The following sample code snippet shows how you might use the
Vertex AI SDK to create and run an AutoML tabular model:
dataset = aiplatform.TabularDataset('projects/my-project/location/us-central1/datasets/{DATASET_ID}')
job = aiplatform.AutoMLTabularTrainingJob(
  display_name="train-automl",
  optimization_prediction_type="regression",
  optimization_objective="minimize-rmse",
)
model = job.run(
    dataset=dataset,
    target_column="target_column_name",
    training_fraction_split=0.6,
    validation_fraction_split=0.2,
    test_fraction_split=0.2,
    budget_milli_node_hours=1000,
    model_display_name="my-automl-model",
    disable_early_stopping=False,
)
SequenceToSequencePlusForecastingTrainingJob
The
SequenceToSequencePlusForecastingTrainingJob
class uses the Seq2seq+ training method to train and run a forecasting model.
The Seq2seq+ training method is a good choice for experimentation.
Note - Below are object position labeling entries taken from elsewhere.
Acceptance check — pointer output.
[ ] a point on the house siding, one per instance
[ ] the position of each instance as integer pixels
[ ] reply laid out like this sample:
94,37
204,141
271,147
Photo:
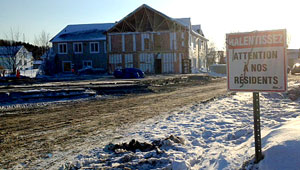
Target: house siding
99,60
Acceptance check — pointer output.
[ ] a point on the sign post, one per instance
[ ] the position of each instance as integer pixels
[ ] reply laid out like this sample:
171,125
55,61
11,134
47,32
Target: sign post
257,134
256,62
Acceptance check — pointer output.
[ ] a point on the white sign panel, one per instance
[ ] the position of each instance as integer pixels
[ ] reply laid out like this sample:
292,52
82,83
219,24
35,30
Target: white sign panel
256,61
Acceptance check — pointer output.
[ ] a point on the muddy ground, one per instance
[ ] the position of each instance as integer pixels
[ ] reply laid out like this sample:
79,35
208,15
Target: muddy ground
30,134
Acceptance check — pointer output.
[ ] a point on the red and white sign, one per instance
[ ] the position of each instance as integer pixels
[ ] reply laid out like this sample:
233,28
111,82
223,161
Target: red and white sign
256,61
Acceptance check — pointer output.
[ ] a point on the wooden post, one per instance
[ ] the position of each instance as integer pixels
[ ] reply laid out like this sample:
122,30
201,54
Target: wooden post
257,134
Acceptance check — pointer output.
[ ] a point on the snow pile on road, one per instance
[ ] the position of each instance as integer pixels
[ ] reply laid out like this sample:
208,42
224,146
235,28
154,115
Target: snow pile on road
282,147
213,135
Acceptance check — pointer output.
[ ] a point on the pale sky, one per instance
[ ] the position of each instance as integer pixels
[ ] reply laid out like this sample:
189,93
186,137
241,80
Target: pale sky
217,17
Its
algorithm is simpler and uses a smaller search space than the AutoML option.
Seq2seq+ is a good option if you want fast results and your datasets are
smaller than 1 GB.
For sample code that shows you how to use
SequenceToSequencePlusForecastingTrainingJob, see the Create a training pipeline forecasting Seq2seq sample on GitHub.
TemporalFusionTransformerForecastingTrainingJob
The
TemporalFusionTransformerForecastingTrainingJob
class uses the Temporal Fusion Transformer (TFT) training method to train and
run a forecasting model. The TFT training method implements an attention-based
deep neural network (DNN) model that uses a multi-horizon forecasting task to
produce predictions.
For sample code that shows you how to use
TemporalFusionTransformerForecastingTrainingJob,
see the Create a training pipeline forecasting temporal fusion transformer
sample
on GitHub.
TimeSeriesDenseEncoderForecastingTrainingJob
The
TimeSeriesDenseEncoderForecastingTrainingJob
class uses the Time-series Dense Encoder (TiDE) training method to train and run
a forecasting model. TiDE uses a
multi-layer perceptron (MLP) to provide the
speed of forecasting linear models with covariates and non-linear dependencies.
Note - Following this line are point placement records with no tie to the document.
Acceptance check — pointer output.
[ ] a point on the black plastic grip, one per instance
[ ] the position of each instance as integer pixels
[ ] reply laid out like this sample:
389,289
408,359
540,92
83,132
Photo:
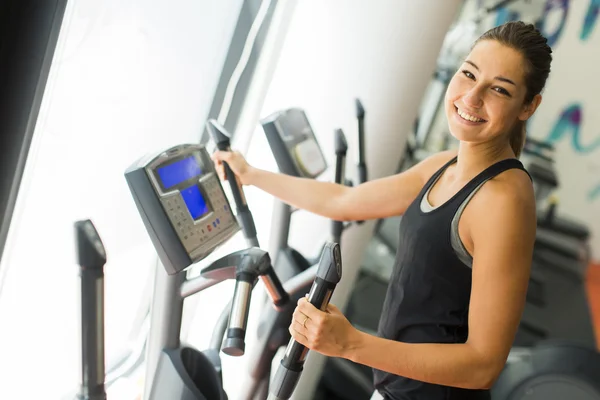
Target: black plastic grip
90,250
91,257
247,221
329,273
222,140
362,166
For more information about TiDE, see
Recent advances in deep long-horizon forecasting
and this
TiDE blog post.
AutoML training classes for unstructured data
The Vertex AI SDK includes the following classes to train unstructured image models:
AutoMLImageTrainingJob
Use the AutoMLImageTrainingJob class to
create, train, and return an image model. For more information about working
with image data models in Vertex AI, see
Image data.
For an example of how to use the
AutoMLImageTrainingJob class, see the
tutorial in the AutoML image
classification
notebook.
Custom data training classes
You can use the Vertex AI SDK to automate a custom training workflow. For information about using Vertex AI to run custom training applications, see Custom training overview.
The Vertex AI SDK includes three classes that create a custom
training pipeline. A training pipeline accepts an input Vertex AI managed
dataset that it uses to train a model. Next, it returns the model after the
training job completes. Each of the three custom training pipeline classes
creates a training pipeline differently.
CustomTrainingJob uses a Python script,
CustomContainerTrainingJob uses a
custom container, and
CustomPythonPackageTrainingJob
uses a Python package and a prebuilt container.
The CustomJob class creates a custom training job
but is not a pipeline. Unlike a custom training pipeline, the
CustomJob class can use a dataset that's not a
Vertex AI managed dataset to train a model, and it doesn't return the
trained model. Because the class accepts different types of datasets and doesn't
return a trained model, it's less automated and more flexible than a custom
training pipeline.
CustomContainerTrainingJob
Use the CustomContainerTrainingJob
class to use a container to launch a custom training pipeline in Vertex AI.
For an example of how to use the
CustomContainerTrainingJob class,
see the tutorial in the PyTorch Image Classification Multi-Node Distributed
Data Parallel Training on GPU using Vertex AI Training with Custom Container
notebook.
CustomJob
Use the CustomJob class to use a script to launch a
custom training job in Vertex AI.
A training job is more flexible than a training pipeline because you aren't
restricted to loading your data in a Vertex AI managed dataset and a
reference to your model isn't registered after the training job completes. For
example, you might want to use the CustomJob class, its
from_local_script
method, and a script to load a dataset from
scikit-learn or
TensorFlow. Or, you might want to analyze or test
your trained model before you register it to Vertex AI.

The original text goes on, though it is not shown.